Para Salomão, se a lei confere legitimidade ao credor fiduciário e ao arrematante para ação de reintegração de posse, e esta interessa obviamente a quem está injustamente privado da posse, o interesse do arrematante se sobressai, uma vez que, após o leilão, é seu o direito que passa a ser objeto de proteção legal.
Legítimo possuidor
Em relação à condição imposta pelo artigo 30, de exigir que seja comprovada a consolidação da propriedade em nome do fiduciário, seu cessionário ou sucessores, o relator destacou que depois da arrematação o registro do imóvel nem sempre é rápida, mas que o arrematante pagou pelo bem e possui a carta de arrematação em seu nome.
“Essa taxa de ocupação tem por finalidade compensar o legítimo possuidor do imóvel que se encontra impedido de fruir do bem por injusta ocupação do devedor fiduciante, e a partir da arrematação é a posse do arrematante que está sendo obstada”, destacou Salomão.
Entendimento em sentido contrário, completou o ministro, conferiria ao banco vantagem patrimonial não prevista na lei, geradora de enriquecimento sem causa, pois ele já recebeu o que lhe cabe.
O colegiado ressalvou no julgamento que o termo inicial de incidência da taxa de ocupação é o momento da arrematação em leilão.
O recurso ficou assim ementado:
RECURSO ESPECIAL. VIOLAÇÃO AO ART. 535, II, DO CPC⁄1973. ALIENAÇÃO FIDUCIÁRIA DE IMÓVEL. ART. 37-A DA LEI N° 9.514⁄97. AÇÃO DE COBRANÇA DE TAXA DE OCUPAÇÃO. BEM ARREMATADO EM LEILÃO EXTRAJUDICIAL. ILEGITIMIDADE ATIVA AD CAUSAM DO CREDOR FIDUCIÁRIO APÓS A ARREMATAÇÃO. LEGITIMIDADE DO ARREMATANTE. FALTA DE PREQUESTIONAMENTO. DISSÍDIO JURISPRUDENCIAL. SIMILITUDE FÁTICA NÃO COMPROVADA.

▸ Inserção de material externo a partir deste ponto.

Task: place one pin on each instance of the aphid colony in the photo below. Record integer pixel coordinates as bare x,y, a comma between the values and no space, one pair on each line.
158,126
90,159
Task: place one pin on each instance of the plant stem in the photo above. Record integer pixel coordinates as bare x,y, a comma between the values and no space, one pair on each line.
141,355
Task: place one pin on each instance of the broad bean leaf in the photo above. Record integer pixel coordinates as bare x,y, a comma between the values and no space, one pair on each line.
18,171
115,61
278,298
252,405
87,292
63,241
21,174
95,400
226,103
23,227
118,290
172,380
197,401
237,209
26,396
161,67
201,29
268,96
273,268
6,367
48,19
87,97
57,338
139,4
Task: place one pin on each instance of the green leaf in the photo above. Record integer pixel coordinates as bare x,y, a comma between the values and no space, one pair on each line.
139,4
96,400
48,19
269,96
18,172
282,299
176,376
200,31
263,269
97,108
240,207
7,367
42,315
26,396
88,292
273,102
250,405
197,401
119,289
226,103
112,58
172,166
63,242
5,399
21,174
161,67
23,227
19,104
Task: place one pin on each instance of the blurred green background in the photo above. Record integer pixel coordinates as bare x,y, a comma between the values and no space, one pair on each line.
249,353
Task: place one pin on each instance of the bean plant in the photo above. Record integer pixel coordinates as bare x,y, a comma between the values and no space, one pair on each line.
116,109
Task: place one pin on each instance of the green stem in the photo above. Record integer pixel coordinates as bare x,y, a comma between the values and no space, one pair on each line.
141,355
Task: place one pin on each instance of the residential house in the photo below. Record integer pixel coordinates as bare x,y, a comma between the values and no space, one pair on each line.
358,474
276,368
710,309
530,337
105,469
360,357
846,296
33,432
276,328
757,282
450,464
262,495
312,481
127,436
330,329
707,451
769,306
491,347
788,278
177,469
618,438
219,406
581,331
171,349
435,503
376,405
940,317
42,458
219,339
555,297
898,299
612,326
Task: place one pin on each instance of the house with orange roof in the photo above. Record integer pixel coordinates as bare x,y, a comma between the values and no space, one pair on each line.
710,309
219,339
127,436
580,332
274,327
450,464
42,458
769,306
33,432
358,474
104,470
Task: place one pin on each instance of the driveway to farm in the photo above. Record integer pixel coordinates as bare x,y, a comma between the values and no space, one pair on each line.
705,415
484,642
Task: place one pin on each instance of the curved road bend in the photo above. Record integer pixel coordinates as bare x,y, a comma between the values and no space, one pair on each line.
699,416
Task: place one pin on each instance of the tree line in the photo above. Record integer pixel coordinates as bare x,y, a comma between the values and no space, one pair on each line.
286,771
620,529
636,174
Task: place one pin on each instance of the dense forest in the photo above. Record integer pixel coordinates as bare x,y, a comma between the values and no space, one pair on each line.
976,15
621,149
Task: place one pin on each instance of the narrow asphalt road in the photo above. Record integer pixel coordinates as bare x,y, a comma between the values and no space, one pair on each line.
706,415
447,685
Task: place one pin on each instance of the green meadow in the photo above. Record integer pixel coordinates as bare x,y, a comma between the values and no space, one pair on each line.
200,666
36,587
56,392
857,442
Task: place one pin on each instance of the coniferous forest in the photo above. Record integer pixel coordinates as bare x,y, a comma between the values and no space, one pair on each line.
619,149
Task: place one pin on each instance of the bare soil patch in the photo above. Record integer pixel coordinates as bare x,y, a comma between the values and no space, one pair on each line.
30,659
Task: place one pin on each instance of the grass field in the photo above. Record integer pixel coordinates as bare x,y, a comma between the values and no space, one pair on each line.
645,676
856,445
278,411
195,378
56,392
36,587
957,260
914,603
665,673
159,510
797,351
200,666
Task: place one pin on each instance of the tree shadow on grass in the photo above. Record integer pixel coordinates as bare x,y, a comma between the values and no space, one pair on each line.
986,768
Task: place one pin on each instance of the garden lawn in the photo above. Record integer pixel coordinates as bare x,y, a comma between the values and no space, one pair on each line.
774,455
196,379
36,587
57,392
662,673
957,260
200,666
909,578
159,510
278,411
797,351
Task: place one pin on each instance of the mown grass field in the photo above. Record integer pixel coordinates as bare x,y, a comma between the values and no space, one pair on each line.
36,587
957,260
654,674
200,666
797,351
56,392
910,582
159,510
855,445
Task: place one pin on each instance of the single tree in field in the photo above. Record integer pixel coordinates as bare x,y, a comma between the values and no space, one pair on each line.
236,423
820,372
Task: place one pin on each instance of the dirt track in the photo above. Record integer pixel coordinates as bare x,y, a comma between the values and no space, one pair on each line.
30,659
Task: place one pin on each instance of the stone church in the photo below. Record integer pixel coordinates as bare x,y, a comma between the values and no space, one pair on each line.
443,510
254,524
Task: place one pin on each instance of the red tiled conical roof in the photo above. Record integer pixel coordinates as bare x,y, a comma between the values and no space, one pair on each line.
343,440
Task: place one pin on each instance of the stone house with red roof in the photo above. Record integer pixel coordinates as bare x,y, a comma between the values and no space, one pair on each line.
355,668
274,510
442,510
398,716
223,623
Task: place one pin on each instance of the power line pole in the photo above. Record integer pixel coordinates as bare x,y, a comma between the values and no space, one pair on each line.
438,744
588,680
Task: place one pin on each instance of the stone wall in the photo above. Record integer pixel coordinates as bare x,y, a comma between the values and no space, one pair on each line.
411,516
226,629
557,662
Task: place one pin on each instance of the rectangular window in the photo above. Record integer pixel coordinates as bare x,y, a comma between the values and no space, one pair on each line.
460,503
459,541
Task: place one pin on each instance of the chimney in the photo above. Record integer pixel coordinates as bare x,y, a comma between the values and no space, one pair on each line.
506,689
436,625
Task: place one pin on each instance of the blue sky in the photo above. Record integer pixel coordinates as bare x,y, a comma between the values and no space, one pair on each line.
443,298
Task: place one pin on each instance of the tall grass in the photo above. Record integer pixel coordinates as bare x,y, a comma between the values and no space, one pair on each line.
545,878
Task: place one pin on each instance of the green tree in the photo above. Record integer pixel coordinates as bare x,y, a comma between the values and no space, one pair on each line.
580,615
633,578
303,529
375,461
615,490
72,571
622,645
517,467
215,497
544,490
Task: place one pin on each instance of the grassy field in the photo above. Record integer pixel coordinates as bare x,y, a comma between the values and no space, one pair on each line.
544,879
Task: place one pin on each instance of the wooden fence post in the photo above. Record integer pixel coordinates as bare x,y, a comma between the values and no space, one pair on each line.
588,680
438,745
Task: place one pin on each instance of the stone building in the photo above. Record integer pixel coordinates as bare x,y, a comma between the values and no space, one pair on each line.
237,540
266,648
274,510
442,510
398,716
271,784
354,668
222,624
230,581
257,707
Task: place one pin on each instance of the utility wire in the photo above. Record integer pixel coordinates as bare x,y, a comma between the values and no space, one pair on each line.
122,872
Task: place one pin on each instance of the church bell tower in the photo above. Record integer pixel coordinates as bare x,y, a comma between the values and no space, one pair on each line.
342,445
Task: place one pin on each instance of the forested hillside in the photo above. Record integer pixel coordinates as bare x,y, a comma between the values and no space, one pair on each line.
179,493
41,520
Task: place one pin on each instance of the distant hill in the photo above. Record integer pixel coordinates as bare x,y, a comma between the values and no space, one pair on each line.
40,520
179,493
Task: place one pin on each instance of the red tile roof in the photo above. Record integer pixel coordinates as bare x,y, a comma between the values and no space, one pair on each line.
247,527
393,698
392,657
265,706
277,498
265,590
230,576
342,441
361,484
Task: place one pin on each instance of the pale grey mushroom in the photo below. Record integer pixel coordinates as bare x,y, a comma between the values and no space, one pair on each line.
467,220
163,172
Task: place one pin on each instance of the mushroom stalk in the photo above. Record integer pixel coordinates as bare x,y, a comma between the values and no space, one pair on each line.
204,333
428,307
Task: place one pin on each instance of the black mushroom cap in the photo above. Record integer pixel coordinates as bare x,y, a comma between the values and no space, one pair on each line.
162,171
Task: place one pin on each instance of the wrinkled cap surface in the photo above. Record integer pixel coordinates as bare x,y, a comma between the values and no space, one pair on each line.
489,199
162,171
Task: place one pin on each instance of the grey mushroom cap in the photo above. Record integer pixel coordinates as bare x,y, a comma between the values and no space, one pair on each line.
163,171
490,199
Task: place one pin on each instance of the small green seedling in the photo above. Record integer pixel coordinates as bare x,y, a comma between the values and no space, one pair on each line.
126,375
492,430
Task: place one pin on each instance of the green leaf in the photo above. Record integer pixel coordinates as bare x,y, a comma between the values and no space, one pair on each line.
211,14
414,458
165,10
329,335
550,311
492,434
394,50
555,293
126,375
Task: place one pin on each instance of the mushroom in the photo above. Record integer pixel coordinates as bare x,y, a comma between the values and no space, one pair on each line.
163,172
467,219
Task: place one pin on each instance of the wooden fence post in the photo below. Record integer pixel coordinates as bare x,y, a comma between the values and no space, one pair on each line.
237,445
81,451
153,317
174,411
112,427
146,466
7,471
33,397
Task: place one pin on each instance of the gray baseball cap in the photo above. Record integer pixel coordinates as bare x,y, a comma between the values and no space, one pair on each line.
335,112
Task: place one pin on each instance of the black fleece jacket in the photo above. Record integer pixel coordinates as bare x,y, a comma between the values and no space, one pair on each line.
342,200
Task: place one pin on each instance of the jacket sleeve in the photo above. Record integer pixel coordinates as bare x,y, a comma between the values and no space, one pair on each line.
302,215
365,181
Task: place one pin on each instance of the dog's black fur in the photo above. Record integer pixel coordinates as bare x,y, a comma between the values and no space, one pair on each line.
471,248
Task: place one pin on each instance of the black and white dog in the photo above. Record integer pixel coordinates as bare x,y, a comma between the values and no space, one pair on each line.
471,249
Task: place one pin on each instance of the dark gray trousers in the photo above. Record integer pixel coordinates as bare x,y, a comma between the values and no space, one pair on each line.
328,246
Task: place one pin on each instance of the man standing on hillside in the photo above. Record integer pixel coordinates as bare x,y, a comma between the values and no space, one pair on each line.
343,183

1. Não há violação ao artigo 535, II, do CPC⁄1973, quando embora rejeitados os embargos de declaração, a matéria em exame foi devidamente enfrentada pelo Tribunal de origem, que emitiu pronunciamento de forma fundamentada, ainda que em sentido contrário à pretensão da recorrente.
2. Dispõe o art. 37-A da Lei n. 9.514⁄1997 que “o fiduciante pagará ao fiduciário, ou a quem vier a sucedê-lo, a título de taxa de ocupação do imóvel, por mês ou fração, valor correspondente a um por cento do valor a que se refere o inciso VI do art. 24, computado e exigível desde a data da alienação em leilão até a data em que o fiduciário, ou seus sucessores, vier a ser imitido na posse do imóvel”.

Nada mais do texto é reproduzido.